Si producir alimentos desde dentro es hoy una prioridad y también un desafío para Cuba, con el objetivo de alcanzar la tan ansiada soberanía alimentaria y nutricional, ese noble propósito adquiere en estos difíciles tiempos un carácter casi de urgencia.

  En momentos en que la crisis económica global impacta y se prolonga por el mundo con lógicas afectaciones para la isla caribeña, se hace más necesario que nunca promover eficiencia en los programas dirigidos a asegurar la alimentación del pueblo, sobre todo en el aprovechamiento de esa fuente inagotable que es la agricultura en su diversidad de renglones.

  En un país agrícola por excelencia el empeño está en hacer producir la tierra, empleando los mejores métodos y técnicas en aras de aprovechar sus bondades que son valiosas y múltiples si hay ingenio, creatividad, dedicación e intención de sacarle los frutos que ella es capaz de ofrecerles a los seres humanos.

  La máxima martiana de que la tierra sirve si el hombre sirve es una guía infalible que ha dado resultados en disímiles lugares de la geografía, porque no hay suelos que se resistan a producir si el agricultor los cuida, atiende integralmente los cultivos y estimula las buenas prácticas en pos de que se generalicen y aporten al desarrollo.

  El cultivo de cuantos productos agrícolas puedan garantizar el plato en la mesa de los cubanos es tarea de primer orden, pues no es posible darse en esta época el lujo de tener tierras ociosas, terrenos baldíos que propicien el crecimiento de malas hierbas, ni áreas desaprovechadas donde no se favorezca la siembra de ñame, yuca, plátano, calabaza, malanga y otra viandas muy demandadas por la población.

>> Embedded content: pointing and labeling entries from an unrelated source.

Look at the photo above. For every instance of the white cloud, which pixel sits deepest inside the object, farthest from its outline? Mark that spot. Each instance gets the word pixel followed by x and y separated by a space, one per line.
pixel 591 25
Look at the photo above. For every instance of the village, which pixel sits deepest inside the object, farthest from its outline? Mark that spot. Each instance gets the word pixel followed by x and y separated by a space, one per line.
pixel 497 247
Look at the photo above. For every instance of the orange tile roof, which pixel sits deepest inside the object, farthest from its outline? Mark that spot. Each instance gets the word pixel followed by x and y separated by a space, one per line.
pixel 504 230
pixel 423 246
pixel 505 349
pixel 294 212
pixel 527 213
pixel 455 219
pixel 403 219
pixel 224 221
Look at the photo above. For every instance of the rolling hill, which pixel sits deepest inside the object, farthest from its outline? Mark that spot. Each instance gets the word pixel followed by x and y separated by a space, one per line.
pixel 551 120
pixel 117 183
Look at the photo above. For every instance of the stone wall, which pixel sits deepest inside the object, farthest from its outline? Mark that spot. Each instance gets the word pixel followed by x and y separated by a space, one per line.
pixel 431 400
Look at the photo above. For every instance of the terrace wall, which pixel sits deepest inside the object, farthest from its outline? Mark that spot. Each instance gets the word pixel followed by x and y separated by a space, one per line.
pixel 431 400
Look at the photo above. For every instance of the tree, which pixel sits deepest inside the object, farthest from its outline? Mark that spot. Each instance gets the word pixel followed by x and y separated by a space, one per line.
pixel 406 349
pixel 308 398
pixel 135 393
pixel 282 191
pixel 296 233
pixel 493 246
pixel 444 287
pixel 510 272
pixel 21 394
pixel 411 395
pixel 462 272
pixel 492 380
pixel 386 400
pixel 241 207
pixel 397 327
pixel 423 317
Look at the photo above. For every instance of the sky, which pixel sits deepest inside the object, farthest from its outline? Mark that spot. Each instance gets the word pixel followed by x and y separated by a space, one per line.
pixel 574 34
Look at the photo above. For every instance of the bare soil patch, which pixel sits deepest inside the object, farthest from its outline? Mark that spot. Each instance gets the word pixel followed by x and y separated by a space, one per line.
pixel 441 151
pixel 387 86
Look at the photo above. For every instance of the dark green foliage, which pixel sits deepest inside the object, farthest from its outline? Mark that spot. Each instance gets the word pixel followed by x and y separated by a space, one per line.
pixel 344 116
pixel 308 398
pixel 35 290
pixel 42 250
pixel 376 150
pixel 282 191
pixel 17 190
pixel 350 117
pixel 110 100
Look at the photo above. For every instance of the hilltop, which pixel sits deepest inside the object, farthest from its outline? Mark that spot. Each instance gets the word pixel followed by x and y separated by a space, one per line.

  Otro frente que hay que atender con celeridad es el de la agricultura urbana y suburbana; abundan ejemplos de resultados meritorios en este sentido y de personas que cultivan tomates, coles, ajíes, ajos, berenjenas, habichuelas, cebollas, lechuga y otras verduras en los patios de sus viviendas, azoteas, balcones, terrazas, con ingenio y el deseo de aportar y, a la vez, beneficiarse con su consumo.

  Los campesinos están acostumbrados a sudar la camisa porque son gente laboriosa e insistente en el trabajo, además saben que este tiempo es crucial para demostrar ese apego a la tierra, madre de tantas riquezas, que es capaz de ofrecer todo lo que los labriegos se propongan, si hacen bien las cosas.

  Poner la ciencia y la técnica en función de incrementar la producción de alimentos  para el pueblo es otro reto de quienes se ocupan de la tierra, una asignatura pendiente en muchos lugares y que es preciso poner en práctica con urgencia; se  ha demostrado su valía, con ejemplos concretos de científicos e investigadores que trabajan en los temas de soberanía alimentaria y nutricional.